I tapped her on the shoulder. She turned around. Her eyes, those tear-filled eyes, were filled with rapture and the stars. It was at that same moment her foot slipped.

I wonder what it must have been like for all those people, seeing someone not on the programme suddenly appear on a balcony, wag their hands about foolishly and then falling down onto the stage — there might have been a scream, or maybe that was only the groan of the crowd as the water suddenly started pelting down on them again, or maybe most of them thought that it was just a trick of the production… I don’t know, cause it happened all so quick: everything slowed down, and I felt myself willing all of my powers, all of the energy I had in me to form a pool of water underneath Lily.

She crashed onto the stage. There was a gentle moan as pain shot through her. There was also water everywhere — slightly salty, as if there were tears inside it, some spectators said. The splash echoed and faded away in the theatre. It was only then that everyone knew that this was no stage effect.


The fallout you’ll have read in the papers: ambulance had trouble getting there, productions suspended for a week, Michael got fired, etc, etc., and so on — I didn’t look at the papers for a very long time, mostly because I already knew most of the facts but also cause I didn’t want those events replaying inside my mind.

When I got back, Yvonne had taken over, and she told me to take a couple more weeks off, and I said no because I knew I needed a successful production to keep me up and keep me sane; but halfway through the whole thing my whole hands started shaking and then it was intermission where Yvonne grabbed me and asked me if I was doing okay and I looked at her and my mind was blank and I could see the panic in her eyes and then everything just seemed so far far away and I zombied my way home that night because it wasn’t the hand-shaking that worried me but the absolute lack of emotion I felt towards everything else and looking at all those people laughing downstairs feeling like I could never be them again and

And then I realized that it wasn’t working: that I needed space, that I needed some distance away from the world, so I phoned Yvonne and told her I’d be taking two or three weeks off — and thank God, she understood, so after I made a visit to Lily (she’d just come out from surgery) I got on the train, just the first one that I found, cause I needed to get away from England for a bit, I didn’t want to do that kind of thing where I walked past the scene of the crime everyday, cause here was gonna be the same as there anyway — nobody felt like they could listen, and everyone around me seemed like they were going on with their lives and didn’t seem to care shit about what had happened to a good friend of mine… and why would I want to stay in such a place?
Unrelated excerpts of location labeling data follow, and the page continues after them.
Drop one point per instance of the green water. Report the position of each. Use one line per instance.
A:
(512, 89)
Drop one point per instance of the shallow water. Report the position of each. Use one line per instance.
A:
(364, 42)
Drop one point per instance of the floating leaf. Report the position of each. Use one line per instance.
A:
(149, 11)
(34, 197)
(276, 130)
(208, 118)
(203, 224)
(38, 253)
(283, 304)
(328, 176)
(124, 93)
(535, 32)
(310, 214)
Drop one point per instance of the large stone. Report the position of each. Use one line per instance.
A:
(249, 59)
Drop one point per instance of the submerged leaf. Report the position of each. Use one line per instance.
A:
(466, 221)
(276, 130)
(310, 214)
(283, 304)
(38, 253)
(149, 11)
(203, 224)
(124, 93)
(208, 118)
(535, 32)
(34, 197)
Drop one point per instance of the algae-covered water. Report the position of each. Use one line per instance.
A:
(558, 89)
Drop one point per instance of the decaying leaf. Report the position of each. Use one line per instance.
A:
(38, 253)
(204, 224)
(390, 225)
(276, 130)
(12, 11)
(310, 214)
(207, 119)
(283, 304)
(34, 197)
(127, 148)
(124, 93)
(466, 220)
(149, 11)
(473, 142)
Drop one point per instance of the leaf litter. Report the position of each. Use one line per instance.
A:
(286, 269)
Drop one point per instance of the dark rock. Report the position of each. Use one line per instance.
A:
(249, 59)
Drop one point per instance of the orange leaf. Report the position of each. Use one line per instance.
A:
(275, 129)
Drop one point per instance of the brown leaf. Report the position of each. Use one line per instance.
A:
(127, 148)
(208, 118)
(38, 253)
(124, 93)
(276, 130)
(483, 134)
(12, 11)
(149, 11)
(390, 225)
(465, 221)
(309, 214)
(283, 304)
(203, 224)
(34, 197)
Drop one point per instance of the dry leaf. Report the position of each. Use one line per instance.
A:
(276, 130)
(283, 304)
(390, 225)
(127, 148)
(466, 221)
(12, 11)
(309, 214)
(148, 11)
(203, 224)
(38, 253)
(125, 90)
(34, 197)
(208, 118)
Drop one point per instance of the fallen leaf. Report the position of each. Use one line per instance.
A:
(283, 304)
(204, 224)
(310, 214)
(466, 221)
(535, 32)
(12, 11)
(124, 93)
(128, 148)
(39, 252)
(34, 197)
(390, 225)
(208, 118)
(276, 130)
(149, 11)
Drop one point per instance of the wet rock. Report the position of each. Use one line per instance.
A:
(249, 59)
These things never work that way. When I got on the train, my eyes scanned the carriage for an empty seat and there was Thomas, still looking the same as he had when we’d last seen each other in June, and he didn’t really know that I’d had my eyes on him for a while, and I was pretty sure that it was him, but he didn’t look up when I said his name — he just sat there looking out the window, all moody and shut out from the world like, and after a while I thought that it wasn’t really worth it anyway, maybe he was heading to Marseille or Amsterdam and I wasn’t really in the mood to talk to anybody — him least of all — so I left him there and I went to the front of the carriage, and I just stood there looking at my reflection in the darkness, wondering if France was going to be any different, and I noticed that my eyes were still kind of red —

And then he walked right in.

Two can play at the grammatical game.

I think it might be nice to visit the capital. I’ve got more time than you, actually, the Maritime Department gave me four weeks so I’m not expected back till August. What say you?